Der unabhängige Finanzsenat stellt hiezu fest, dass es sich bei einer Zahlungserleichterung um einen Begünstigungstatbestand handelt. In solchen Verfahren tritt die Amtswegigkeit der Sachverhaltsdarstellung insofern in den Hintergrund, als der die Begünstigung in Anspruch nehmende Abgabepflichtige selbst einwandfrei und unter Ausschluss jeden Zweifels das Vorliegen jener Umstände darzulegen hat, auf die die abgabenrechtliche Begünstigung gestützt werden kann. Die Voraussetzungen der Zahlungserleichterung hat der Antragsteller also aus eigenem Antrieb konkret und nachvollziehbar darzulegen und glaubhaft zu machen.

Gegenwärtig ist die komplette Geldstrafe, auf welche eben bis dato noch kein einziger Euro geleistet wurde, samt Verfahrenskosten und Säumniszinsen in Höhe von 3.360,00 € ausständig sowie besteht ein Abgabenrückstand in Höhe von 36.483,13 €.

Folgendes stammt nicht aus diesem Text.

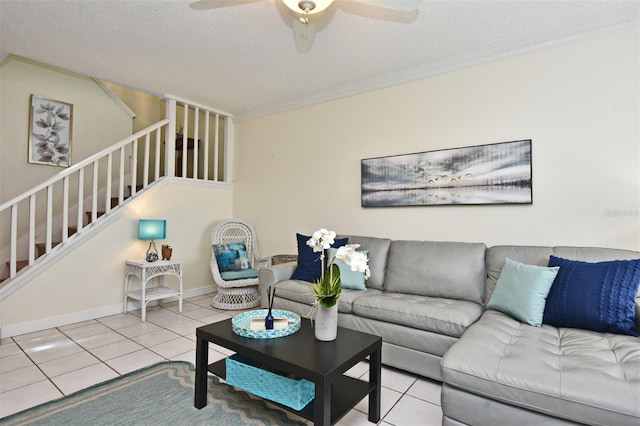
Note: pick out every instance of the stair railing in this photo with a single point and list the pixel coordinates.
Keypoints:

Angesichts dieses sehr hohen Rückstandes und unter Berücksichtigung des Umstandes, dass der Konkurs gegen den Bf. am 28. Juli 2003 mangels Kostendeckung vom LG F aufgehoben wurde, ist daher auch ohne nähere Konkretisierung der Vermögen- und Einkommensverhältnisse durch den Bf. offenkundig, dass eine Gefährdung der Einbringlichkeit vorliegt. Der unabhängigen Finanzsenat zieht aus der Gesamtbetrachtung der angeführten Umstände auch zwingend den Schluss, dass es sich bei dem Vorbringen des Bf., er sei nunmehr in der Lage, vereinbarte Zahlungen zu leisten, um eine reine Schutzbehauptung handelt, welche lediglich dazu dienen soll, Zweifel an der Gefährdung der Einbringung zu beseitigen. Der Bf. hat bekanntermaßen über einen langen Zeitraum sämtliche Zahlungsvereinbarungen nicht eingehalten. Wäre der Bf. tatsächlich in der Lage, die vereinbarten Ratenzahlungen wenigstens seit Aufhebung des Konkurses zu leisten, so wäre es eine Selbstverständlichkeit gewesen, zwischenzeitlich mit diesen Zahlungen anzufangen. Dies ist jedoch nicht erfolgt und für den Bf. ganz offensichtlich nach wie vor auf Grund der bestehenden wirtschaftlichen Notlage unmöglich.

Die Einbringlichkeit der Geldstrafe ist aus den o.a. Gründen als gefährdet anzusehen. Es erübrigt sich auf Grund dieser festgestellten Gefährdung der Einbringung darauf einzugehen, ob die sofortige oder sofortige volle Entrichtung der Geldstrafe für den Bf. mit erheblichen Härten verbunden ist.

Es liegen somit die gesetzlichen Voraussetzungen für die Gewährung einer Zahlungserleichterung zur Entrichtung der Geldstrafe in Raten nicht vor, weshalb spruchgemäß zu entscheiden war.

Rechtsmittelbelehrung

Gegen diese Entscheidung ist gemäß § 164 FinStrG ein weiteres ordentliches Rechtsmittel nicht zulässig. Es steht Ihnen aber das Recht zu, gegen diesen Bescheid binnen sechs Wochen nach dessen Zustellung Beschwerde beim Verwaltungsgerichtshof und/oder beim Verfassungsgerichtshof zu erheben. Die Beschwerde beim Verfassungsgerichtshof muss -abgesehen von den gesetzlich bestimmten Ausnahmen - von einem Rechtsanwalt unterschrieben sein. Die Beschwerde beim Verwaltungsgerichtshof muss - abgesehen von den gesetzlich bestimmten Ausnahmen - von einem Rechtsanwalt oder einem Wirtschaftsprüfer unterschrieben sein.

Gemäß § 169 FinStrG wird zugleich dem Amtsbeauftragten das Recht der Erhebung einer Beschwerde beim Verwaltungsgerichtshof eingeräumt.